Batatia, I. et al. (2022). MACE: Higher Order Equivariant Message Passing Neural Networks for Fast and Accurate Force Fields. NeurIPS 2022. — Universal equivariant force field; near-DFT accuracy at 10⁶× lower cost.

Davies, A. et al. (2021). Advancing mathematics by guiding human intuition with AI. Nature, 600, 70–74. — AI-assisted discovery of new mathematical conjectures in knot theory and representation theory.

Szymanski, N.J. et al. (2023). An autonomous laboratory for the accelerated synthesis of novel materials. Nature, 624, 86–91. — Self-driving lab for inorganic synthesis; closed-loop synthesis verification.

Wang, Z. et al. (2023). Scientific discovery in the age of artificial intelligence. Nature, 620, 47–60. — Comprehensive review of AI for discovery across biology, chemistry, materials, and physics.

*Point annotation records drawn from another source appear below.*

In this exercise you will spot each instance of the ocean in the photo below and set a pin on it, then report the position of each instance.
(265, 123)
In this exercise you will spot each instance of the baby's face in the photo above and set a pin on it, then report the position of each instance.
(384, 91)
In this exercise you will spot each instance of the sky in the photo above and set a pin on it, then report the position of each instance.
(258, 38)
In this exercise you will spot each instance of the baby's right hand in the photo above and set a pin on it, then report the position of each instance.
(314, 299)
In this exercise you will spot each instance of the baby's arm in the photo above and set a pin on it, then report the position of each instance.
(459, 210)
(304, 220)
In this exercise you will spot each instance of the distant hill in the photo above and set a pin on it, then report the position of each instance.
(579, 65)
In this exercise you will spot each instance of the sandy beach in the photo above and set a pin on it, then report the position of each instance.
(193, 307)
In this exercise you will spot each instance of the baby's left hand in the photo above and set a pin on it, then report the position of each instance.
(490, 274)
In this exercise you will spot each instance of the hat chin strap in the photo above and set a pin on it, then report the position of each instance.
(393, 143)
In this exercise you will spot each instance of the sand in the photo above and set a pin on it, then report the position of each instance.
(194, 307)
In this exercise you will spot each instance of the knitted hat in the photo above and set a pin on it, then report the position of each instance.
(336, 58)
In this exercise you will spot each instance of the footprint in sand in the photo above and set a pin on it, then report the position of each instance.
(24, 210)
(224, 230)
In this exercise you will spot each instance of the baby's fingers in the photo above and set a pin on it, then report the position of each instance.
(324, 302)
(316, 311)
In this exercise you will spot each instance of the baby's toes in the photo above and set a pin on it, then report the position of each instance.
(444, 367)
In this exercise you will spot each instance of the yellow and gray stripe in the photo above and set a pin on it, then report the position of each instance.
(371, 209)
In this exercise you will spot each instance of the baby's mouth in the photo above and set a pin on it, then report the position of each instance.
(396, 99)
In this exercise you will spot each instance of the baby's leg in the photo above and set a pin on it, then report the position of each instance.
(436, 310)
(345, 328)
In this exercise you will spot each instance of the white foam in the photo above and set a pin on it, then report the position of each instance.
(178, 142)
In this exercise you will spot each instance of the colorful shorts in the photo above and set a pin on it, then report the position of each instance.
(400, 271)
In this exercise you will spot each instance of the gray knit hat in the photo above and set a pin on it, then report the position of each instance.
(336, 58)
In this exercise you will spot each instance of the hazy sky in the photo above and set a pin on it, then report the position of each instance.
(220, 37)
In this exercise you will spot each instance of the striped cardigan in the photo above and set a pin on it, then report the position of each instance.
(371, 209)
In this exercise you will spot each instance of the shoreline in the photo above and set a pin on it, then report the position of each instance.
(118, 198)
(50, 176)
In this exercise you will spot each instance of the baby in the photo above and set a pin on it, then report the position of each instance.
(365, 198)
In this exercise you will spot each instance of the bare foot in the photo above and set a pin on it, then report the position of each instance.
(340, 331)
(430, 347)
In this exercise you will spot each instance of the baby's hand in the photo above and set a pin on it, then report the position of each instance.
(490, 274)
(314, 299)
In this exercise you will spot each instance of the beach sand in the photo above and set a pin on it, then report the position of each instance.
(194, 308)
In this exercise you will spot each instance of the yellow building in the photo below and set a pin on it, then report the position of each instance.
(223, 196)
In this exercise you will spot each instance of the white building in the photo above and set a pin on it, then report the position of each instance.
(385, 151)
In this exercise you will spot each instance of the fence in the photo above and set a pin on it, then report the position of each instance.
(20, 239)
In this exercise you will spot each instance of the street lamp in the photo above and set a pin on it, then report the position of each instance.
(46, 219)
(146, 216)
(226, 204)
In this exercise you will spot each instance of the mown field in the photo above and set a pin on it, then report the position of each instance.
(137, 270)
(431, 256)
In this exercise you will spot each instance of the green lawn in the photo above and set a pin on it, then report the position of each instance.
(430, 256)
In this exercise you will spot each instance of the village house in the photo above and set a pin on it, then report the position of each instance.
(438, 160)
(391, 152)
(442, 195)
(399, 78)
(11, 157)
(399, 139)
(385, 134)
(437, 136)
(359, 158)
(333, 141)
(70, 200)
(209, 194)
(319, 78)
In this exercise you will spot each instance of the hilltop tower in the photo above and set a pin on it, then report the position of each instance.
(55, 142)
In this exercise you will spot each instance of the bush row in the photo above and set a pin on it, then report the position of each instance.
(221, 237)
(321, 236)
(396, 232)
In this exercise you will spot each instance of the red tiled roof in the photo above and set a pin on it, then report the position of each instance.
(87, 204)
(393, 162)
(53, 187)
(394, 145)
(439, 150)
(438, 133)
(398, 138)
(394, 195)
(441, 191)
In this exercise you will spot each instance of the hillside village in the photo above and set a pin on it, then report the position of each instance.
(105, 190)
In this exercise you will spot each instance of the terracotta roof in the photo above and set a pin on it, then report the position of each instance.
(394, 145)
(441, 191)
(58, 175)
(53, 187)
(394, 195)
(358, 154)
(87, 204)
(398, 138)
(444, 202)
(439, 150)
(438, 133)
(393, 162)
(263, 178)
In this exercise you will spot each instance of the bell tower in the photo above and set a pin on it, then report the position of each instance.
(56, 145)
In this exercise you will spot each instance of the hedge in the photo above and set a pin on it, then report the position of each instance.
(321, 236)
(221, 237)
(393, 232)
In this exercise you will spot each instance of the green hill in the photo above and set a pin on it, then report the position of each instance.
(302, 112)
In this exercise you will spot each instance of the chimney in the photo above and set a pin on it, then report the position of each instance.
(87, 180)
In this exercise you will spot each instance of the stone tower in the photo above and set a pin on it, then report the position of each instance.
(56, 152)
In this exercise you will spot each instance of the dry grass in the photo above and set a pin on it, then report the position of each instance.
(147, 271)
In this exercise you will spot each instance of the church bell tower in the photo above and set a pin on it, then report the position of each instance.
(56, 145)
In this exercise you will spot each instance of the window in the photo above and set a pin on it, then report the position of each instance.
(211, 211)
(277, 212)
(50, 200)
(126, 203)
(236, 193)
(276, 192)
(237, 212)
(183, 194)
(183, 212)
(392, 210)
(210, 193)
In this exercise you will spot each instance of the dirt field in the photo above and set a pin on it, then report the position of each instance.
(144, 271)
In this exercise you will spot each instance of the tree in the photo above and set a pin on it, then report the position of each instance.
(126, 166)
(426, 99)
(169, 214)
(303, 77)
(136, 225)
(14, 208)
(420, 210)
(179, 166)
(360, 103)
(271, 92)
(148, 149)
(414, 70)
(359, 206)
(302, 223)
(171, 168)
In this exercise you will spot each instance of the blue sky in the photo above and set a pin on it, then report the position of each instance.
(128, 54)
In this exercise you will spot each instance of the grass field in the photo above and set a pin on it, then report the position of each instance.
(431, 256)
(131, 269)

8. Cogninoid build direction

AI for scientific discovery is at the core of Cogninoid's MEIDNet work:

  • MEIDNet — multimodal neural network for MXene electronic property prediction and inverse design
  • Alignment model — band gap alignment across diverse MXene compositions and surface chemistries
  • Inverse design campaigns — Bayesian optimisation over the MXene composition space targeting specific electronic properties
  • DFT verification pipeline — ML candidates verified by DFT calculations; experiment proposals for high-confidence candidates

9. Beginner project

Molecular property prediction with Morgan fingerprints:

  • Tools: RDKit, scikit-learn, ChEMBL or Tox21 dataset
  • Goal: Train a random forest or gradient boosting model to predict aqueous solubility (logS) from SMILES strings using Morgan fingerprints
  • Verification: Report R² and RMSE on held-out test set; plot predicted vs. actual; identify the 5 largest prediction errors and examine their structures

10. Advanced project

Bayesian optimisation for property-targeted molecule generation:

  • Tools: RDKit, GPyTorch, BOTorch or Ax (Meta Bayesian optimisation platform), REINVENT or Guacamol for molecular generation
  • Goal: Define a target property (e.g., predicted logP between 2 and 3, predicted QED > 0.7). Use a GP surrogate model to select candidates from a virtual library; evaluate; update; repeat for 5 cycles. Compare with random search
  • Verification: Plot the property values across BO cycles vs. random search; demonstrate that BO finds higher-quality candidates with fewer evaluations

Open Questions

  • How do we rigorously distinguish AI-guided discovery from AI-accelerated database retrieval?
  • What is the correct framework for uncertainty quantification in ML models trained on small scientific datasets with systematic biases?
  • When ML proposes a structurally novel candidate outside the training distribution, what is its prediction reliability — and how do we communicate this to experimentalists?
  • How do we prevent autonomous labs from optimising proxy metrics rather than true scientific goals?
  • What is the long-term effect of AI-guided discovery on scientific diversity — if all labs use the same models, do they converge on the same candidates?